Bill Griffith recently offered his Top 40 List on Comics and their Creation and it got me thinking about the influence of his generation—the RAW/Arcade generation you might call it—not only on comics but on popular culture generally.

If there’s one document that sums it up beautifully, it’s Gary Panter’s funny, screwed-up, poetic, and profound Rozz Tox Manifesto from 1980; a call for artists to infiltrate the lumbering machines of popular culture and start messing with the gears.

Through twisted masterpieces like Panter’s designs for Pee Wee’s Playhouse, or his friend Matt Groening’s long-running, society-scouring The Simpsons, it’s become clear in retrospect that these guys were (at least partially) dead serious about many of these ideas.

As of the last ten years, the idea of infiltrating mass media can seem almost redundant. The great mass of media is increasingly generated by a decentralized confederation of unaffiliated knuckleheads like you and me. But as long as there’s a hellish laugh track still running somewhere, Panter’s virus still has work to do.

Three Down, One to Go

It’s been almost a year since I wrote about four upcoming books I was looking forward to after seeing sneak previews.

Two of them, David Mazzuccelli’s Asterios Polyp and David Small’s Stitches have already dropped to widespread acclaim. Now Hope Larson’s Mercury is finally hitting the stands. I highly recommend it; a riveting all-ages, multi-generational mystery.

Just one to go now: Vera Brosgol’s delightful Kristyna’s Anya’s Ghost. Like my own GN, Brosgol’s book is still in progress and could take a while, but I’ll let you know as soon as it’s available.

Turin, Rome, and Happy 17th, Sky

Back from Italy with a few photos, lots of great memories, and a 17 year-old daughter whose birthday lasted for 36 hours courtesy of a really long plane ride.

Thanks to my Italian publisher Vittorio Pavesio for a great visit, as well as the lovely Gina, and all the great folks at the Pavesio Comics booth. Shout-outs also to Fulvio, Maurizio, Gianfranco, Barbara, Ryo, Massimo, all our fellow guests, and the great teachers and students at Rome’s International School of Comics, including director Dino Caterini and our Rome translator Matteo.

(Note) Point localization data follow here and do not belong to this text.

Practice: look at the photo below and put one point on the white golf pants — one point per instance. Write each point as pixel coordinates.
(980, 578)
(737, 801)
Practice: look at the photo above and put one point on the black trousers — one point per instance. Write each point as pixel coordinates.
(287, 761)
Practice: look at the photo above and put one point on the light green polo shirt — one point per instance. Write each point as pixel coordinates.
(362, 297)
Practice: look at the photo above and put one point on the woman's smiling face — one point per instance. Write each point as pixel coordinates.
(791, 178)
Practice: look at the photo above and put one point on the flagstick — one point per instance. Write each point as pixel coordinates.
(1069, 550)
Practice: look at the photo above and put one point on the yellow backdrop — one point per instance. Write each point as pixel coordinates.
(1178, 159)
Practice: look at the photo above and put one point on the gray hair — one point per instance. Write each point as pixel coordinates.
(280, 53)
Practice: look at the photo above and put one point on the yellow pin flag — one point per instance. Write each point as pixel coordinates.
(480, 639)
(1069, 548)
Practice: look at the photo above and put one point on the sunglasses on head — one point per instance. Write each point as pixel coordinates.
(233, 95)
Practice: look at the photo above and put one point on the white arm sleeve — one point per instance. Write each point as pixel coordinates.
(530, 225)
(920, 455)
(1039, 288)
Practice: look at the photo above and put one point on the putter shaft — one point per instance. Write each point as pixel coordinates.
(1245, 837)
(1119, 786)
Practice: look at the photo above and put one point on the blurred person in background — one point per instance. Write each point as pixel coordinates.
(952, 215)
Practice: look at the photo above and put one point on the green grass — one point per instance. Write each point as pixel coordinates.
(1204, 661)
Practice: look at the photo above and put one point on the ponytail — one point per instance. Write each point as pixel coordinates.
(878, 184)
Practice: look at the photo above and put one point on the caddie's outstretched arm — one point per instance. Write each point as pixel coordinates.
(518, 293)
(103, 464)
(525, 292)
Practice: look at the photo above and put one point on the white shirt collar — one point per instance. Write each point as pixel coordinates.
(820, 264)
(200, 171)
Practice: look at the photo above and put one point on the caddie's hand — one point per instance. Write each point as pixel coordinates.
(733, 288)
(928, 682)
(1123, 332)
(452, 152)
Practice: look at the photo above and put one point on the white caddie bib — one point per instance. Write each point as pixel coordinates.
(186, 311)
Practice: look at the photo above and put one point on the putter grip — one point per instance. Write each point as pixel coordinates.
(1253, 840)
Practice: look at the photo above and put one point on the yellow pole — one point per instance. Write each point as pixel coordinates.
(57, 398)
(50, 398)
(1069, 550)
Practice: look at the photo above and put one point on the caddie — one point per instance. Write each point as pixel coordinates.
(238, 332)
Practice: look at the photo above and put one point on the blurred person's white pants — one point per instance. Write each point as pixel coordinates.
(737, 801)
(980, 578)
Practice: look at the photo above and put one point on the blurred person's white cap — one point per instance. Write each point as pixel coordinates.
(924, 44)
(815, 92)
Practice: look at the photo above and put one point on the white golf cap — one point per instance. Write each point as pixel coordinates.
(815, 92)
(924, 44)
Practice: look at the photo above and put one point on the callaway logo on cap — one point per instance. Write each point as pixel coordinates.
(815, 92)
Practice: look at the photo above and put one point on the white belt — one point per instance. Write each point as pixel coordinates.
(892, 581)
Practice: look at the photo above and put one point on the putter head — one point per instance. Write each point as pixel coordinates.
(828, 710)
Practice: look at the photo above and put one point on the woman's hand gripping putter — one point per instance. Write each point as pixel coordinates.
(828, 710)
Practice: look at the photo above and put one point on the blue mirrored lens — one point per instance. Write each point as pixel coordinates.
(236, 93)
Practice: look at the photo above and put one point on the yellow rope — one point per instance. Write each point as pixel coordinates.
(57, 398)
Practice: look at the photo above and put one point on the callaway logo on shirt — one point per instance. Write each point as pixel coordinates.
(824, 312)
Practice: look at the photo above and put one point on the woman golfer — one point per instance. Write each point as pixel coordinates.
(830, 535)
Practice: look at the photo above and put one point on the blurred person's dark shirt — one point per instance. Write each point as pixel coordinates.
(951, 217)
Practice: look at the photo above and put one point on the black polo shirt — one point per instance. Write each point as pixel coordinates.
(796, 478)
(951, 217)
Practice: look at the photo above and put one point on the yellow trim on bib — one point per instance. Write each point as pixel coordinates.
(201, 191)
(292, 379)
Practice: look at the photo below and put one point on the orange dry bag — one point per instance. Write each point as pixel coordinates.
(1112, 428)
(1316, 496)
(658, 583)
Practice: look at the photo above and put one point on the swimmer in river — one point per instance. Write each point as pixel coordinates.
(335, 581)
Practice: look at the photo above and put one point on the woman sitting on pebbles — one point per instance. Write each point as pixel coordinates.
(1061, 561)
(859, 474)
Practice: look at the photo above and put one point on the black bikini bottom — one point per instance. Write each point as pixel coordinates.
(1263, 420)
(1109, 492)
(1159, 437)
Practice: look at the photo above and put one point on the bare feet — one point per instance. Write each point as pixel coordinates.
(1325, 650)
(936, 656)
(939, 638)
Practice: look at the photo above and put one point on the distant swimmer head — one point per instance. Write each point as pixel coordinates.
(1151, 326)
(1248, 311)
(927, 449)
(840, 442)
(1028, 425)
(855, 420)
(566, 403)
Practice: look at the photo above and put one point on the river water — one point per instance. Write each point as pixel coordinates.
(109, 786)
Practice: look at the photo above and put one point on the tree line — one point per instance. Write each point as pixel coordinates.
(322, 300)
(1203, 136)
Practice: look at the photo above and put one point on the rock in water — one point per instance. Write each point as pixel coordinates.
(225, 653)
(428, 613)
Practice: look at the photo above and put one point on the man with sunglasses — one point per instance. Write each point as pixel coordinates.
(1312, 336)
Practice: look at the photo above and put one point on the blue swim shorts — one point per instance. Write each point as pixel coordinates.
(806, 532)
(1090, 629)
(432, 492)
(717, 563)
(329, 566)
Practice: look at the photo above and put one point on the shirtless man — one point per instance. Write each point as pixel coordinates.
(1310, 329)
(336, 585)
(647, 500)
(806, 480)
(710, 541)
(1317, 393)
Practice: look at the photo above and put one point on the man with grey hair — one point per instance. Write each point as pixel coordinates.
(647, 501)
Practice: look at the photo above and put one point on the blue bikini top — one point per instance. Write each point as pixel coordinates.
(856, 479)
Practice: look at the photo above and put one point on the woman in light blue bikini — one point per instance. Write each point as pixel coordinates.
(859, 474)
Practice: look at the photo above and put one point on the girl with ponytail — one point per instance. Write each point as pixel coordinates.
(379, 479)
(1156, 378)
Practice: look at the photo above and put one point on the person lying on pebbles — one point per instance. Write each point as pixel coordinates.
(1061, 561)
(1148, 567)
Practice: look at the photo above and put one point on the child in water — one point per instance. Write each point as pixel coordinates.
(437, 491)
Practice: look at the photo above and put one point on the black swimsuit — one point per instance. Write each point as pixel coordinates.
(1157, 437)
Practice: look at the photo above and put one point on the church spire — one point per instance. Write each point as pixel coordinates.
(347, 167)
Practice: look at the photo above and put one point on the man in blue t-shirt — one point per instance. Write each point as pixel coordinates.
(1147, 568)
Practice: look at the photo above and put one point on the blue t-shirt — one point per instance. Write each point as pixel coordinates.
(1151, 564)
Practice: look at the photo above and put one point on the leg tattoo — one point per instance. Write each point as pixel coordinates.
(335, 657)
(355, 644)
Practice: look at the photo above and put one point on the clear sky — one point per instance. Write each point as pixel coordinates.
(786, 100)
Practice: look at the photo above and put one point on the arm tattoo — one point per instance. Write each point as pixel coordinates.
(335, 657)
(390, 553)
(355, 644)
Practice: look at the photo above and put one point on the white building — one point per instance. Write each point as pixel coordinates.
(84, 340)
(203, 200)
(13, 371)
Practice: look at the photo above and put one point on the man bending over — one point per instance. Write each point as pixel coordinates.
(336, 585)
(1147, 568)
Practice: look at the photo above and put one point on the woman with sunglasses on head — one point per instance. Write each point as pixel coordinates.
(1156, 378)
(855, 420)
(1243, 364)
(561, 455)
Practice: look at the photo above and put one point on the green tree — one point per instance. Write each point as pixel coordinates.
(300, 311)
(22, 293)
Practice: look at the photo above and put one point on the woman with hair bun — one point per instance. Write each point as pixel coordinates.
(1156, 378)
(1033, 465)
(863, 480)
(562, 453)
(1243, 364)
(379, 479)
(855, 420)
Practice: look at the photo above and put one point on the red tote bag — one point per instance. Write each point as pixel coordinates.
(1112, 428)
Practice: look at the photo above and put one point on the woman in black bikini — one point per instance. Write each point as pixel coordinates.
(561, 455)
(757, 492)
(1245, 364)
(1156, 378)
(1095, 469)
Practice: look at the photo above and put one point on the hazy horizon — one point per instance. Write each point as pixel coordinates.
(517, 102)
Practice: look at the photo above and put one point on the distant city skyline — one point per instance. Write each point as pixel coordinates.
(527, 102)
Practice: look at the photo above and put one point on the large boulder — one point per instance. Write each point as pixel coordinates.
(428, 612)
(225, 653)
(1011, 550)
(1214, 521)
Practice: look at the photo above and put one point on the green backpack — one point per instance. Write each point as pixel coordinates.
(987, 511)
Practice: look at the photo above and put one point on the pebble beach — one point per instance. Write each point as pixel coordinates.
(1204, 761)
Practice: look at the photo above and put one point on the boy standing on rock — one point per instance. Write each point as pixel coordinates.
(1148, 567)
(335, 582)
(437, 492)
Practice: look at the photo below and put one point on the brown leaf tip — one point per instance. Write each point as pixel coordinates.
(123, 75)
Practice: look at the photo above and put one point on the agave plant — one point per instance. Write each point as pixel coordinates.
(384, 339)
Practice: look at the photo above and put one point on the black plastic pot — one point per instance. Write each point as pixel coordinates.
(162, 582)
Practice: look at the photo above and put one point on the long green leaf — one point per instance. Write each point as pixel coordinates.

Off to Rome and Turin with the family this week. Back at the beginning of next week.

Don’t want to promise anything but we *might* upload some photos while in transit before then, so check in occasionally.


I first heard about Picmoticon.com from a tweet by Sara Ryan but clearly we were made for each other. Check out some of the great “accidental faces” out there and maybe submit one of your own.

Have a good weekend. We’re off to Italy next week!

Mr. Bissette Remembers

Battle-scarred freelance veteran and CCS teacher Steve Bissette has been posting his remembrances of some “Forgotten Comics Wars” over at his blog. It’s a fascinating series covering debates that were raging during the years I was just entering the business.

Since the series took the form of scattered blog posts, Mark Evanier has done us all the favor of collecting the links for all 12 parts and offers his own commentary here.

Get ready to start a few tabs:

1 | 2 | 3 | 4 | 5 | 6 | 7 | 8 | 9 | 10 | 11 | 12

…and enjoy a blast from the past.

A lot has changed at “The Big Two” over the years and a lot remains the same, but with recent developments like Marvel’s new Editor-in-Chief, I’m cautiously optimistic.